Dissecting the molecular workings of pain helps to explain how people with chronic pain can become so sensitive that they may feel a gentle touch as if it were a cigarette being ground into the skin.Their nervous system functions in a state of "exquisite sensitivity" and reacts to the slightest stimuli, Woolf says.

The system reaches that state when the pain-signaling nerves have been damaged or when an inflammatory condition such as arthritis swamps their sensory receptors in a soup of chemicals. These chemicals alter nerve function in the periphery and control gene transcription to increase the expression of ion channels such as SNS2.

--Cassie Ferguson

Diagnosing the Molecular Causes of Pain

"There is no such thing as a particular disease-based pain," asserts Clifford Woolf, the Richard J. Kitz professor of anesthesia research at HMS and MGH. "It is not useful by itself to identify pain as cancer pain, pain of postherpetic neuralgia, or low back pain."

Instead, he believes pain should be classified by mechanism since different diseases may share mechanisms. The reverse is also true: the same disease may cause pain by different mechanisms. He suggests that pain should be identified by specific details such as the opening and closing of ion channels, the release of transmitters, or the formation of new synaptic contacts. This would allow clinicians to tailor treatment to the specific mechanism and would provide scientists with an objective measure of agony.
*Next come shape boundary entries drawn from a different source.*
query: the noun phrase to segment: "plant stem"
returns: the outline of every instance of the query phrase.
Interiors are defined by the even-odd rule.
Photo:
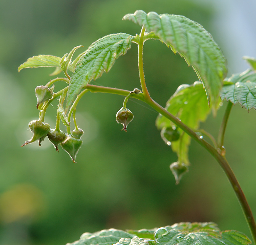
[[[138,62],[139,65],[139,73],[140,86],[141,86],[142,92],[145,98],[150,98],[148,89],[146,86],[145,78],[144,76],[144,70],[143,68],[143,44],[144,43],[144,34],[146,28],[143,26],[140,34],[140,40],[138,44]]]
[[[50,81],[48,82],[46,84],[45,86],[49,87],[52,84],[53,84],[53,83],[55,82],[57,82],[57,81],[63,81],[66,82],[68,84],[69,83],[69,80],[67,78],[66,78],[64,77],[57,77],[56,78],[52,79],[52,80],[50,80]]]
[[[151,99],[146,102],[158,112],[175,124],[192,138],[207,150],[217,160],[228,177],[236,193],[250,229],[254,244],[256,244],[256,224],[252,211],[241,187],[226,158],[221,156],[218,153],[216,149],[215,149],[202,139],[198,137],[192,129],[155,101]],[[230,111],[230,110],[229,111]]]
[[[225,134],[225,131],[226,131],[227,124],[228,123],[228,120],[230,114],[230,111],[233,106],[233,104],[230,101],[229,101],[227,106],[225,114],[223,117],[221,124],[220,125],[220,131],[219,131],[219,134],[217,140],[218,146],[221,147],[223,145],[224,142],[224,136]]]

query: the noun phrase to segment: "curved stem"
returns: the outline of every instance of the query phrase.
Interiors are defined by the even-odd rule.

Pain is now measured in terms of its cause, how long it has lasted, and what part of the body it affects. While stubbing a toe creates an obvious and easily treatable pain, the chronic ache of diabetic neuropathy or arthritis tends to be more elusive. And the subjective nature of pain eludes researchers attempts to quantify it, Woolf says.

Classifying pain by mechanism means that along with the traditional questions, a clinician would also try to find out how sensitized the neurons are, whether the sympathetic nervous system is involved, and what role the central nervous system plays. The answers would create a more accurate description of the problem than the simplistic diagnosis of something like "chronic pain due to nerve injury."

Depending on the mechanism, doctors could prescribe specific treatments or perhaps a combination of drugs, surgery, and physical therapy in a way analogous to how cardiologists administer cocktails of drugs to treat the combination of problems leading to heart failure.